Design and construction
- Architecture firm: Thomas Hacker and Associates

Website
- Hollywood Library

= Hollywood Library =

Library building in Portland, Oregon, U.S.

The Hollywood Library is a branch of the Multnomah County Library (MCL), in the Hollywood District of Portland in the U.S. state of Oregon. The building, at NE 41st Avenue and Tillamook Street, opened in 2002, and has three residential stories above the library. The previous building, constructed in 1959 at NE 39th Avenue and Hancock Street, was expected to be sold in 2003 to a private party, for its appraised price of $675,000. The branch offers the MCL catalog of two million books, periodicals and other materials.

==History==
Known until 1959 as Rose City Park Library, the branch opened in 1917 at 1236 Sandy Road. Heavily used, the library soon ran short of space, and neighborhood residents sought funds for a larger building. By 1926, a new building designed by architect Jamieson Parker (who also designed the Belmont Library) was completed. It opened in August that year at 1170 NE Hancock Street.

In the 1950s as part of a long-range library plan, Multnomah County hired the Stewart and Richardson architectural firm to design a new building of 6000 to 7500 ft2 for Rose City Park Library. The building, at 3960 NE Hancock Street, was completed, and it opened in April 1959. Two months later, the library board changed the name of the branch from Rose City Park Library to Hollywood Library, which better reflected the name of the neighborhood it served.

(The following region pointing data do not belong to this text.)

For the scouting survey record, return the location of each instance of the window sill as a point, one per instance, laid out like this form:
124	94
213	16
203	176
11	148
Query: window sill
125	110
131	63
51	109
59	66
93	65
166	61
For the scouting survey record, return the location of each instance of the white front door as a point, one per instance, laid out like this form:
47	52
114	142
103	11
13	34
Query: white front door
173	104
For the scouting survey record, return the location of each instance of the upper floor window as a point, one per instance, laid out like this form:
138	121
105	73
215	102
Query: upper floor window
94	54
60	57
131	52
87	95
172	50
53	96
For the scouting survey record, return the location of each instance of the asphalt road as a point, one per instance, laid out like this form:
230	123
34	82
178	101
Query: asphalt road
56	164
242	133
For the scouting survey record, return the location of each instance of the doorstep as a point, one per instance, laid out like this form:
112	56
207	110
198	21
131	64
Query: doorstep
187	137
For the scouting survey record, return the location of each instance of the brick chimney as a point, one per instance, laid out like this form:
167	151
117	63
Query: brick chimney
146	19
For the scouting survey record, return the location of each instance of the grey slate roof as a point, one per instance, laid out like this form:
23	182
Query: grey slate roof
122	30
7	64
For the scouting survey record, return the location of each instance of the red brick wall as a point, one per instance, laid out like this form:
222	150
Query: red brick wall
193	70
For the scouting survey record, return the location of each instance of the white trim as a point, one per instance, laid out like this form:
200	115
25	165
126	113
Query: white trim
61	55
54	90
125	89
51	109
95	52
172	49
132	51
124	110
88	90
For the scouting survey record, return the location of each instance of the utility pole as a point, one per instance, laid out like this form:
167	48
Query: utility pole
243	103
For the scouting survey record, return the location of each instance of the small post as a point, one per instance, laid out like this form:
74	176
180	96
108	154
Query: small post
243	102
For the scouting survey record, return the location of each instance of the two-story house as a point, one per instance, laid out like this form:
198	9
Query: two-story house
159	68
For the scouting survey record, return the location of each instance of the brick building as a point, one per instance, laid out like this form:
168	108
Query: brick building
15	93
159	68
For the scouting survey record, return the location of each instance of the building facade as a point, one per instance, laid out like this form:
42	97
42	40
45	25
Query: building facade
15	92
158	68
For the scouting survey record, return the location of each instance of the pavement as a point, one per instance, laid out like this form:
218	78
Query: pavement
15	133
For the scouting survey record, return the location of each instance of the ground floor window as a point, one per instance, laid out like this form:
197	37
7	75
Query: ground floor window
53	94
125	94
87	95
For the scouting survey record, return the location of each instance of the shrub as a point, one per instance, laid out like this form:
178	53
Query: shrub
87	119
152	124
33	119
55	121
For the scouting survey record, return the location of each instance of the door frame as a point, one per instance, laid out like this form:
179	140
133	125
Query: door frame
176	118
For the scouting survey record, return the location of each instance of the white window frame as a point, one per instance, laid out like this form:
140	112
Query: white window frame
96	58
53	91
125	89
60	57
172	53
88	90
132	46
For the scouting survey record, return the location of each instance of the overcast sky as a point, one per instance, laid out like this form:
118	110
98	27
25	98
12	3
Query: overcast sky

By 1996, circulation at this library had more than doubled to an average of 47,000 items per month. Voters in that year approved a bond measure to improve libraries, especially the Hollywood branch and three others. The library hired architect Thomas Hacker and Associates and Sockeye Hollywood, a development firm, to construct a mixed-use building at NE 41st Avenue and Tillamook Street. The building, completed in 2002, has 47 mixed-income apartments above the library. The library itself has 13000 ft2 of floor space, and the ground floor also has 815 ft2 of retail space. The new library opened on May 7, 2002.

In 2025 the library was temporarily closed for interior renovations funded by a 2020 library bond. It reopened in 2026 with a new children's area, dedicated space for patrons to use technology, lighting updates, and a mural celebrating Beverly Cleary.